Initialize stuff

Start out in the data_preprocessing directory which contains this README.md.

conda create --name babylm_preprocessing
conda activate babylm_preprocessing
PROJECT_DIR=<YOUR_PATH_TO>/babylm_data_preprocessing
mkdir ${PROJECT_DIR}/tmp
mkdir ${PROJECT_DIR}/preprocessed_data

Initial Preprocessing

Some datasets require substantial custom preprocessing.

CHILDES

I manually downloaded CHILDES from here, and placed all files in the following file structure:

├── <PROJECT_DIR>
│   ├── childes
│   │   ├── CHILDES_AAE
│   │   │   ├── <CORPUS_NAME>
│   │   │   ├── ...
│   │   ├── CHILDES_NA
│   │   │   ├── ...
│   │   ├── CHILDES_UK
│   │   │   ├── ...

It is a bit tedious but it really only takes about 15 minutes to download manually, and I could not find a downloader or API that worked out-of-the-box.
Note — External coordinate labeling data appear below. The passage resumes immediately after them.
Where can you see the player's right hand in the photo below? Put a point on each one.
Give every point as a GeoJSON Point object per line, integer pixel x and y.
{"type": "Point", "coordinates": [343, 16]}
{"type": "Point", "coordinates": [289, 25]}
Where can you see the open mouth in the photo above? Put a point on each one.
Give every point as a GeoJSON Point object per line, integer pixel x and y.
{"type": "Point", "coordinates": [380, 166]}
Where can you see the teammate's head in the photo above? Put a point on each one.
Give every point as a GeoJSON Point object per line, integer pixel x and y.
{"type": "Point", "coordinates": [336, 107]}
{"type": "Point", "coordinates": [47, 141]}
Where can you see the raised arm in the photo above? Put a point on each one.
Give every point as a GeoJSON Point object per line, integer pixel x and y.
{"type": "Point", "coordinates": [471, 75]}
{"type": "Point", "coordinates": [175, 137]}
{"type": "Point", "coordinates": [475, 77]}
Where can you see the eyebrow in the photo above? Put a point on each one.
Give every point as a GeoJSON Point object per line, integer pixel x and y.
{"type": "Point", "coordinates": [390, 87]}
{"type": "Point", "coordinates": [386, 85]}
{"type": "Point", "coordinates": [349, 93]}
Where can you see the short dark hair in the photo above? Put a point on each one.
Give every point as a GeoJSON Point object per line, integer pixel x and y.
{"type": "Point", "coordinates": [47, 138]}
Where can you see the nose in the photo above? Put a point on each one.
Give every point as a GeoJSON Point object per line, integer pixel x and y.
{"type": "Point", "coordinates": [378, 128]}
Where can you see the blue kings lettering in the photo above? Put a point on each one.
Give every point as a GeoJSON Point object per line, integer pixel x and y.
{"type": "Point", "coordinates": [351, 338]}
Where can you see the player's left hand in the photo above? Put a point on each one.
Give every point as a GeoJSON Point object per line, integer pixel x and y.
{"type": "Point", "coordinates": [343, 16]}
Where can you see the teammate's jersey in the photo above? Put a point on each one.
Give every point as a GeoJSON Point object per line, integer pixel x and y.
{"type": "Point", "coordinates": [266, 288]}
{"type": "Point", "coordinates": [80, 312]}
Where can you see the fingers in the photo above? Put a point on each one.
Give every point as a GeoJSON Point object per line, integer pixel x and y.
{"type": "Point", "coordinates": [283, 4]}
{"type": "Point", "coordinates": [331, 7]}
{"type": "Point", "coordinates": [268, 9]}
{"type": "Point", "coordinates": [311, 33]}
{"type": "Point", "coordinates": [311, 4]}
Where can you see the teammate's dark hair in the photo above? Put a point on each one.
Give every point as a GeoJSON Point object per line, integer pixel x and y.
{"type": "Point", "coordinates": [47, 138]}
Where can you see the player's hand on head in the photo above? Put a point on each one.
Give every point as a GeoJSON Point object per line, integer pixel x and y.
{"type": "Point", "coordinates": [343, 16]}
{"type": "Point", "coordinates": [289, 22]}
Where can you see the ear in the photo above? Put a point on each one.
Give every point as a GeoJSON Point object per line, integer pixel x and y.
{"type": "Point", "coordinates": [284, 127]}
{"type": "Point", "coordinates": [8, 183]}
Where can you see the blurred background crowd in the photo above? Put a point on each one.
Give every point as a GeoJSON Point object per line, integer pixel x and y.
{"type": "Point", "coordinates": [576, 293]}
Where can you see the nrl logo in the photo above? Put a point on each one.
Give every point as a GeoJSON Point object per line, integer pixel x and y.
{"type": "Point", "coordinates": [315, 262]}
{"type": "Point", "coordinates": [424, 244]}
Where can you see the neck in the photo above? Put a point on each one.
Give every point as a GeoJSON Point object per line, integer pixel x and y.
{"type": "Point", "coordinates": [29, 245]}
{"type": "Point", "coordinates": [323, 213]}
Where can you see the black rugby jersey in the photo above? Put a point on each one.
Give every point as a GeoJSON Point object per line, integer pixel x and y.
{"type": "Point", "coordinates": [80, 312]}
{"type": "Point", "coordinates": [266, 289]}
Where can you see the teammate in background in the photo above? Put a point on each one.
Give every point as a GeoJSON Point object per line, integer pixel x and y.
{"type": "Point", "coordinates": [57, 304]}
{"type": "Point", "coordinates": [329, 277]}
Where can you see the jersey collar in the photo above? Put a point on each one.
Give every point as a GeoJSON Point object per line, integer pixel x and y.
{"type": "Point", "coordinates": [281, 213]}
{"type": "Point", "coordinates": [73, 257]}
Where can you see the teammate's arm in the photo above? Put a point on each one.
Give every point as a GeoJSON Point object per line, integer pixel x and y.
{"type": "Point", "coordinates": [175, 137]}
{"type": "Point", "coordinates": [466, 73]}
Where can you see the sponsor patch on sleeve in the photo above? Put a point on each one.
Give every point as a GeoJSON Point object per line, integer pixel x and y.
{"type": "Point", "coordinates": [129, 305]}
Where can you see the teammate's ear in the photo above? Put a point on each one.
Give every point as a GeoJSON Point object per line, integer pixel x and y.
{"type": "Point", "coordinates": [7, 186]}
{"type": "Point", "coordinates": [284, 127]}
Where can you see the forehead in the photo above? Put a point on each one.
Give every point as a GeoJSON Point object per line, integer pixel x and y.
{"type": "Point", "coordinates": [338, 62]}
CHILDES comes with a browsable database, but I don't know if you can just download all the transcripts, and anyway we do substantial custom preprocessing.

I downloaded all the English corpora, specifically North American, UK, and African American English. Some of the corpora include dialogues with non-neurotypical children, including children with autism or brain lesions. I don't consider this a problem because child utterances in CHILDES are extremely diverse and cover a wide range of ages and stages of development. However, I excluded all corpora from the PhonBank collection, as much of this data is not dialogue, but individual words elicited in a lab setting.

The raw texts contain a lot of metadata and annotations that need to be removed or edited. The following script takes care of this:

# Run from ${PROJECT_DIR}
python preprocess_childes.py

This will write a new file to ${PROJECT_DIR}/preprocessed_data/childes.txt

BNC

(Note: All these steps can also be run from extract_spoken_bnc.sh.)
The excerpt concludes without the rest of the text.